In response, Godley said the county is working with the state to potentially bring in additional resources, such as hotel rooms, to provide suitable space for those who need to seek shelter.
Another task force they are working on is a mass fatality task force.
“We certainly hope that we never have to implement any of those procedures, but we do think it is our inherent responsibility to plan for a significant event,” he said.
In terms of federal public assistance programs Godley said it is unclear how FEMA is going to administer individual assistance programs.
“At this point given the breadth and scope of the impact, it is unclear how FEMA is going to administer the individual assistance programs for our community,” he said.
Following Godley’s presentation, Mase provider her update on the virus.
In terms of age distribution Mase said there are still very few cases in younger people under the age of 18.
“The majority of our cases are happening in adults,” she said.
At the time of the presentation, the county had 29 cases and one death. Since the presentation, the number of cases has increased daily.

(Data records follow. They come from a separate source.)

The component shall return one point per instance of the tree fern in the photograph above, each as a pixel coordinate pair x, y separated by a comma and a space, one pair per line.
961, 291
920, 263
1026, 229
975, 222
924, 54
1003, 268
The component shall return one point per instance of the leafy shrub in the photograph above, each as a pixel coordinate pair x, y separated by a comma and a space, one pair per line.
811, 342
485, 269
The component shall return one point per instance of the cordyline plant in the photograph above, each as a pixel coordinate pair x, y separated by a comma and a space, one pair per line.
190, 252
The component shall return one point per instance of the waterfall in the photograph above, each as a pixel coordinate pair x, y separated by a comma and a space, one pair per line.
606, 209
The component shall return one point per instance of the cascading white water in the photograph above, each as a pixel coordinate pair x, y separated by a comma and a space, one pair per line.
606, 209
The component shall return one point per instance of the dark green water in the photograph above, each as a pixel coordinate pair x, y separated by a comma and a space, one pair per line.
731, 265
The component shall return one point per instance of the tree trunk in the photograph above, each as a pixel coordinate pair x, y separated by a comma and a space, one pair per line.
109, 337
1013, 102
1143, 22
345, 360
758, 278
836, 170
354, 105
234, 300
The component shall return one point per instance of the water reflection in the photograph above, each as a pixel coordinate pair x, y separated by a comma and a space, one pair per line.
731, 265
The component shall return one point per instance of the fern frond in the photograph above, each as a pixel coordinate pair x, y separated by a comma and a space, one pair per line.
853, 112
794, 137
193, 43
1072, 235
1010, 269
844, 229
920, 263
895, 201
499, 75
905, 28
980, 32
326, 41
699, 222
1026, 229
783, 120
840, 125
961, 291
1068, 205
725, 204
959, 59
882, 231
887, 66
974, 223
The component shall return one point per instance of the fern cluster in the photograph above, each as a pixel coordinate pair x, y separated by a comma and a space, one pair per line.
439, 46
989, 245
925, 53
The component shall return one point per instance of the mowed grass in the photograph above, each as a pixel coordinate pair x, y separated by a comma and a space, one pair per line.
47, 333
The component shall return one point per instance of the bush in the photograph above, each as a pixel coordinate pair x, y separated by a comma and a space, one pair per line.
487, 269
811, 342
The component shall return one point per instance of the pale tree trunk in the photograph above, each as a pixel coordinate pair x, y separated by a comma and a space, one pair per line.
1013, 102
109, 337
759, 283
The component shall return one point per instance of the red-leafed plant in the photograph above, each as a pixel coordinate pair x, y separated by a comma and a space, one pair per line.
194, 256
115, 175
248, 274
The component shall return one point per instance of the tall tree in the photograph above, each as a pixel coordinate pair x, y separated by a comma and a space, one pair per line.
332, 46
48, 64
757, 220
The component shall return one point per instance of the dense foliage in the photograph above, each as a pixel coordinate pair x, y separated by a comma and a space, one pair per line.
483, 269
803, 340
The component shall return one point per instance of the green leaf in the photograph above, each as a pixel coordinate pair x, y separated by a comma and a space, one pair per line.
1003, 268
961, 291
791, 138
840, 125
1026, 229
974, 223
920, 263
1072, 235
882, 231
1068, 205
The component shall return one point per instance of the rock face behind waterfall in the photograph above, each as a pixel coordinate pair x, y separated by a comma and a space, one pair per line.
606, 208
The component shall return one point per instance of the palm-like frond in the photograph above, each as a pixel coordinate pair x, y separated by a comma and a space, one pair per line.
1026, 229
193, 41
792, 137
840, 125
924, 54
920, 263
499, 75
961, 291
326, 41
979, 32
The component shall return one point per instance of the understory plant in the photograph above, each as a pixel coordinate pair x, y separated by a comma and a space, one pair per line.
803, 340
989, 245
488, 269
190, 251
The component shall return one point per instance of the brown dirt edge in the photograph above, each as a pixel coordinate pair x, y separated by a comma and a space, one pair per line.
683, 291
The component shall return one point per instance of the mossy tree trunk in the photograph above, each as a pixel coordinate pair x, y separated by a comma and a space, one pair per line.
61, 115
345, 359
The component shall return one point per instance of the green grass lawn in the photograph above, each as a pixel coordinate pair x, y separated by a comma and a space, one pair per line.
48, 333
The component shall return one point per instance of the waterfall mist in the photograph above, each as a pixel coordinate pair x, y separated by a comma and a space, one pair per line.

In regards to the shelter-in place order, Mase said the county is working with law enforcement to work on enforcing the health order.
“We are working very closely with our law enforcement to actually have some enforcement of the shelter in place. If there are nonessential businesses that are open or some nonessential activities that hare happening, then we will have our police officers respond and go out, check out what’s happening and give some guidance as to what is happening (with the shelter order), or if there are people going to parks and beaches law enforcement will be out trying to enforce it to the extent that they can,” she said.
Mase added that they made the decision to close every single county park in order to mitigate the community transmission of the virus.
“People need to stay at home as much as possible,” she said.
As far as testing for the virus, she said the county is testing and that hopefully they will receive more resources such as swabs in order to continue testing of high risk people.
“We can continue to test the highest risk people, contact to contact cases, first responders, medical workers, older folks in nursing facilities, congregate settings like jails, these people will be prioritized for testing,” she said.
Hopkins asked if the testing capacity for the county can be increased.
“We need to bolster our testing capacity,” Mase said. “The biggest issue is not having the testing materials. Those resources our coming and when they do we need to do wide-spread testing. Testing is not the issue, it is more about those resources.”
Hopkins also asked at what point they can share broad demographic data about patients and Mase said they may be able to share information like age and gender when the county hits 50 cases.
Zane was concerned about transparency and said people may feel better if they know where a case came from, however, Mase pointed out that knowing where a case came from wouldn’t provide that much insight since the virus is at a community spread level.